Posted: Dec. 15, 2014, 2:14 p.m. by Edward Roberts

by Edward Roberts

My choice for this competition is a certain ScrotHe first appears as a witness of a charter in 772 (Freising no. 50), but really comes into his own in 776 (Freising no. 72), at which point he unfortunately dies. Scrot, apparently ill, made a grant of property to the church of Freising on his deathbed, and his grieving father Toto enacted and confirmed the donation in this charter. Toto stressed his fondness for Scrot by asserting that he had loved him ‘as if he were my only son’ (quasi unicum). But Scrot did in fact have numerous brothers; in fact they all consented to this gift. One wonders what the brothers made of their father’s declaration that Scrot seemed to be the only one of them worthy of paternal affection. Indeed, one brother, Wago, also gave property to Freising on the same day – though, tellingly, not in memory of Scrot, but for his own salvation.

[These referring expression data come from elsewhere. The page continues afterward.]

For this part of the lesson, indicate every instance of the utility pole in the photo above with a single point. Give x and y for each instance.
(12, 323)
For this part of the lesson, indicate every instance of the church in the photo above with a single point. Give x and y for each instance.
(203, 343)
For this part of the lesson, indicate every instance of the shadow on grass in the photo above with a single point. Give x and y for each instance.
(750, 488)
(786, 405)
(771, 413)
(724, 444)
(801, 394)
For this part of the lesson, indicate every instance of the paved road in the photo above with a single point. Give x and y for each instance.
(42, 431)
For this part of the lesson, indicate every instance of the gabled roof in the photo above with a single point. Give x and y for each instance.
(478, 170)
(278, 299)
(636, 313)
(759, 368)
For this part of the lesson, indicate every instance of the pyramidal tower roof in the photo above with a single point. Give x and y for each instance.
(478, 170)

A year later, Scrot makes a slightly unexpected return in the Freising cartulary (in no. 86), in a charter which reveals that the various arrangements made by Toto, his other sons, and the bishop of Freising had completely fallen apart. In fact, things were so bad that Tassilo III, duke of the Bavarians had to step in and sort them all out. Another one of the brothers had taken for himself some of the land which had been promised by Toto to Freising for Scrot’s soul. Toto, for his own part, seems to have reneged on his promise for Scrot because his wife apparently had also died, and Toto remarried. Presumably the brothers were unhappy at the prospect of further heirs to share in the family’s fortune. So, in order to prevent things from getting out of hand, Tassilo, his ‘senate’ (senatus), the bishop of Salzburg and a few judges all turned up in Freising to finally put an end to the family’s quarrelling. Tassilo ordered the original grant for Scrot be maintained with some minor adjustments and demanded that everyone stop fighting and play nicely.

So, my nomination for ‘most undeservedly overlooked person’ is Scrot, not only because he has a wonderfully unfortunate name by our standards, but also because his posthumous career gives us an intriguing (yet rather tragic) glimpse of Bavarian family politics in the decade before the Carolingian conquest.